Our images, in their frailty, diminish God. Since we are inevitably drawn to worship our God through looking at them, images of Christ keep us from worshipping "in spirit and truth" as Jesus himself commands (John 4:24).

This Christmas, my house is decorated as usual. I have wreaths and lights and stockings and gifts, but no babe in a manger. Because what I want is not less Jesus in my life, but more. By removing the brown-eyed man in my children's Bible storybooks and by declining to purchase the "Virgin and Child" stamps at the post office, I am not taking Christ out of my life. Instead, I am making room for more of him.

I want to experience all of his fullness, unrestricted by my own feeble imagination or someone else's inevitably limited artistic sensibilities. I want to receive the Lord's benediction that comes to those who "have not seen and yet have believed" (John 20:29). I want to freely commune with my incarnate Lord through the symbols he has given: the intensely physical bread and wine of his supper. And I want to worship him, not through frail human creativity, but by the Holy Spirit through the Word of God, who alone can sculpt the true Christ in my heart.
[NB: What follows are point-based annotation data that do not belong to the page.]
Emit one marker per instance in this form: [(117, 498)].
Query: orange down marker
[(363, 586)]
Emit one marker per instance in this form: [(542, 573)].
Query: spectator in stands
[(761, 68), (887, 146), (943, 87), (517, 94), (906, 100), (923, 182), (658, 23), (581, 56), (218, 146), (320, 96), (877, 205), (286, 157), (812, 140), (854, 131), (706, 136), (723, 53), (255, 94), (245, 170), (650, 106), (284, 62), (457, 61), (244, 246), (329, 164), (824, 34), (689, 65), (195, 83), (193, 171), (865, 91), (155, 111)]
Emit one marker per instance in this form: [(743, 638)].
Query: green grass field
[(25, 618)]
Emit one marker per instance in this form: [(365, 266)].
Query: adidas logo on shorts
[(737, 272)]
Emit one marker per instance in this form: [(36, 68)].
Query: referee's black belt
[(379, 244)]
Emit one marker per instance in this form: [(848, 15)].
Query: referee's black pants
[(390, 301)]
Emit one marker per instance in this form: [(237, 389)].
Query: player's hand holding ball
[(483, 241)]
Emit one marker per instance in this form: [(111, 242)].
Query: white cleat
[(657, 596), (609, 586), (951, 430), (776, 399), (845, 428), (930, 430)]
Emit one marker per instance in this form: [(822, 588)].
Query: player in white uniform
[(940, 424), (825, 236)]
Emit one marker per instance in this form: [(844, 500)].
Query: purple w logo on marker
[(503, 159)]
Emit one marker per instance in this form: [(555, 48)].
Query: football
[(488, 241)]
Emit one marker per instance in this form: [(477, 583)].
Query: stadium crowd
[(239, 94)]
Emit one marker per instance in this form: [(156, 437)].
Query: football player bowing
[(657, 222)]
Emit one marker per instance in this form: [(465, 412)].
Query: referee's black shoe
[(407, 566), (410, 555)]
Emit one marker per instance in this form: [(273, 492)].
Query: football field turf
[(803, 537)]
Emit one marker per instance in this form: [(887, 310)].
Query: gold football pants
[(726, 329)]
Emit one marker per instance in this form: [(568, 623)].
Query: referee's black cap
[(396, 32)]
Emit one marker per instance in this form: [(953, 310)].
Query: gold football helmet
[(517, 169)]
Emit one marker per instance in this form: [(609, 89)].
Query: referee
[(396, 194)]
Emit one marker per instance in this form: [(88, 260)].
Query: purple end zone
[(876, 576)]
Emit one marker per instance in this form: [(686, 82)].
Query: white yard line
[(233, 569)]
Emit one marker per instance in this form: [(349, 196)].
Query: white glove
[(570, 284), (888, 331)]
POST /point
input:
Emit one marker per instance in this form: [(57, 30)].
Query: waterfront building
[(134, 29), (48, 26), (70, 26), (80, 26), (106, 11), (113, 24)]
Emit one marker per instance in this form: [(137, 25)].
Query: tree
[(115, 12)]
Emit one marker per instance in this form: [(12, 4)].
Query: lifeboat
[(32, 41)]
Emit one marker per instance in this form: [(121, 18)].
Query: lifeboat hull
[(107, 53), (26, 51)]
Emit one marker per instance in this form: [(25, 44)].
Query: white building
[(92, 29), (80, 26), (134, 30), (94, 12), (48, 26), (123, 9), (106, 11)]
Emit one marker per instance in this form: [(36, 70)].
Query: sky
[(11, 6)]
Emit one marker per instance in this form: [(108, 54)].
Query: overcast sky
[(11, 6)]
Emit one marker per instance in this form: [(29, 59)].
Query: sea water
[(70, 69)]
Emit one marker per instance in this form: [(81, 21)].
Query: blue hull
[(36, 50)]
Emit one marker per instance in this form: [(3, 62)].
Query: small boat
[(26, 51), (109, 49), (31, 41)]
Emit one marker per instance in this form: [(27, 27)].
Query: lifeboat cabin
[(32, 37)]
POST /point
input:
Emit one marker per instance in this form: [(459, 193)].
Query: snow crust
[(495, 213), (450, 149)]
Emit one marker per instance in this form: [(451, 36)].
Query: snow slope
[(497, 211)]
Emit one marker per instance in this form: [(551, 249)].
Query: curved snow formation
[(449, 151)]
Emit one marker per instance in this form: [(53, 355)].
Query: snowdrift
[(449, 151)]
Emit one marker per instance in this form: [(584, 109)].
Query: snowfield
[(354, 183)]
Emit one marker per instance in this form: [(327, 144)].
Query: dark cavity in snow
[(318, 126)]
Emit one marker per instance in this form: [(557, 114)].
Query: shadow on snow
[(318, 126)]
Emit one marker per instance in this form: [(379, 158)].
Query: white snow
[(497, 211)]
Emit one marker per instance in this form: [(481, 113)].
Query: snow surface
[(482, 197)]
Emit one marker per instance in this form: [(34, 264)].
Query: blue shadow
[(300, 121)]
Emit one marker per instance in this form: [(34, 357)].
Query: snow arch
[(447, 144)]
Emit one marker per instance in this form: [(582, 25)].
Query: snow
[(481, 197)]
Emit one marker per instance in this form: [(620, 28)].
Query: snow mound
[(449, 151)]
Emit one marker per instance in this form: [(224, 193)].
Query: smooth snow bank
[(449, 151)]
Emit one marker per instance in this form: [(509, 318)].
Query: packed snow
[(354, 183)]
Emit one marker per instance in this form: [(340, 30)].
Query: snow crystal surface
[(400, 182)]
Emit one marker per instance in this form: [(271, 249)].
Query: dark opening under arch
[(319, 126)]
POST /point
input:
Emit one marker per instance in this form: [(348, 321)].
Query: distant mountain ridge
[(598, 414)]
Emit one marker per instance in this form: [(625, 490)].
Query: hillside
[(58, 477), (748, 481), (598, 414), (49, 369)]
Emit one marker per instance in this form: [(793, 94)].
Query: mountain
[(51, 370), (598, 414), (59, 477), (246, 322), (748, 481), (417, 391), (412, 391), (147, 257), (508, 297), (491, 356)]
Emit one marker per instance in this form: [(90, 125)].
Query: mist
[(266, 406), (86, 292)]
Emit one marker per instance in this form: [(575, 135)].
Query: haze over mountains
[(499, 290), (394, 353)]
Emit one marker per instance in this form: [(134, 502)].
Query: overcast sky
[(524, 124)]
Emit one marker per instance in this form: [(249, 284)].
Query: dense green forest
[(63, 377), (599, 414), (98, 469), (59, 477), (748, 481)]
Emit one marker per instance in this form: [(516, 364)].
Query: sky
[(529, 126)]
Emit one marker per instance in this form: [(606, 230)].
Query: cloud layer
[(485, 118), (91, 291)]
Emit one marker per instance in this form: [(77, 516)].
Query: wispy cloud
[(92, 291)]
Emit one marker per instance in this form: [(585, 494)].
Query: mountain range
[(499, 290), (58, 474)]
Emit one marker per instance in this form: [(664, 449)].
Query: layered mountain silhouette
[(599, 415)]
Beyond that, I do want to lay physical eyes on my Savior's face. But my holy curiosity will be satisfied by nothing less than the truth. I am desperate to shed this dark glass through which I squint and to instead see fully and know fully. I want to see my Jesus. And I want to worship him as he is.

I can rarely sing the final verse of the old Christmas carol "Once in Royal David's City" without tears, overwhelmed by my longing to look upon my Lord:

Not in that poor lowly stable, with the oxen standing by,

we shall see him, but in heaven, set at God's right hand on high.

In this sure and certain hope, I wait for his appearing. Come, Lord Jesus.